On one level, it is a memoir of the writer's elder sister who was born two months premature and died after only a couple of hours outside the womb. There is a devastating portrayal of the 22-year-old mother, alone and going into labor unexpectedly with no one around to help her. She does her best for her child but ultimately she cannot save her. This is the family tragedy that haunts the writer and her family throughout her life.

That first baby, as well as the writer herself, were born in Korea, but, as we meet her, she has moved to a European city which is not immediately identified but eventually we recognize as Warsaw. It is a city that still bears the scars of World War II even as the writer bears the scars of her family tragedy. Walking through the city brings the memory of that lost sister to mind, and the writer meditates upon her memories and her emotions. 
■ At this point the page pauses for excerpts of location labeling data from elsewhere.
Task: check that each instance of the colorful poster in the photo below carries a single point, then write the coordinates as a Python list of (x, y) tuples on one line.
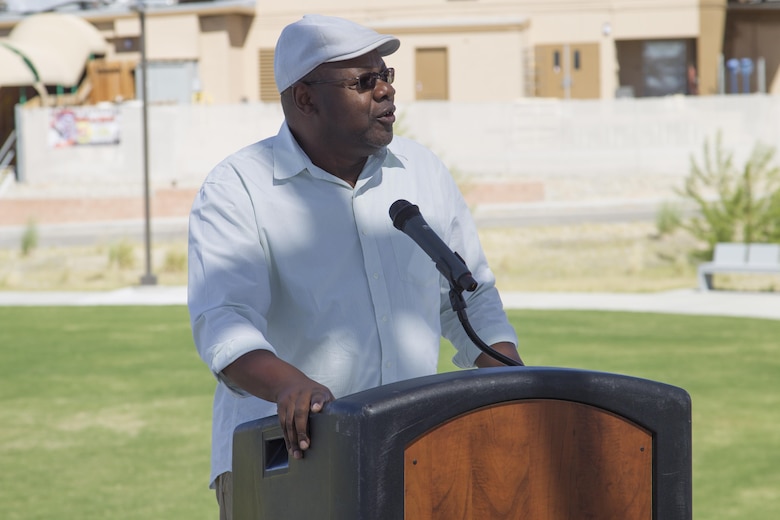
[(74, 126)]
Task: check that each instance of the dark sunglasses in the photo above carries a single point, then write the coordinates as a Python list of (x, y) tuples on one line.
[(366, 81)]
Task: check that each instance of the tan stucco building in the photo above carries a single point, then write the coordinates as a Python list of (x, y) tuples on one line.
[(458, 50)]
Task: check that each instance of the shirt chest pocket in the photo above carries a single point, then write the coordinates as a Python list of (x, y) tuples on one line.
[(414, 265)]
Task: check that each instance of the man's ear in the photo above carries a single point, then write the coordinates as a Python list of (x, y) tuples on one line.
[(302, 98)]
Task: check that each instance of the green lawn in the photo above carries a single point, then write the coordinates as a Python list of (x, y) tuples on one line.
[(105, 411)]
The anchor of the novel is the color - or non-color - white. The writer makes a list of white things and then writes of those things in short, sometimes fragmented, entries. She writes:
In the spring, when I decided to write about white things, the first thing I did was make a list:
Swaddling bands 
Newborn gown 
Salt 
Snow
Ice
Moon
Rice
Waves
Yulan 
White Bird
“Laughing whitely”
Blank paper
White Dog
White Hair
Shroud
With each item I wrote down, a ripple of agitation ran through me. I felt that yes, I needed to write this book and the process of writing it would be transformative, would itself transform into something like white ointment applied to a swelling, like gauze laid over a wound. Something I needed. 
White seems to serve as a mnemonic for the writer as a snatch of music or a poem might for someone else. 

The novel shifts fluidly between first and third person, between the narrator and her sister, the living and the dead. It provides a model of empathy that one develops by seeing things through the eyes of another, by imagining oneself experiencing things which another has experienced.

I find it virtually impossible to describe this book. It's different from anything I have read before and has an experimental feel about it. In its brief flashes and fragments, it reads more like poetry than fiction. The writing is brilliant and utterly lyrical. Part of the credit for that must be given to the translator, Deborah Smith, who also translated Han's earlier novels. Reading a work in translation must always give one a bit of pause. Has the translator given an accurate rendering of the author's writing? I am no judge of that since I am unable to read Korean, but the language of the books that I have read that have been translated by her has been a joy to read.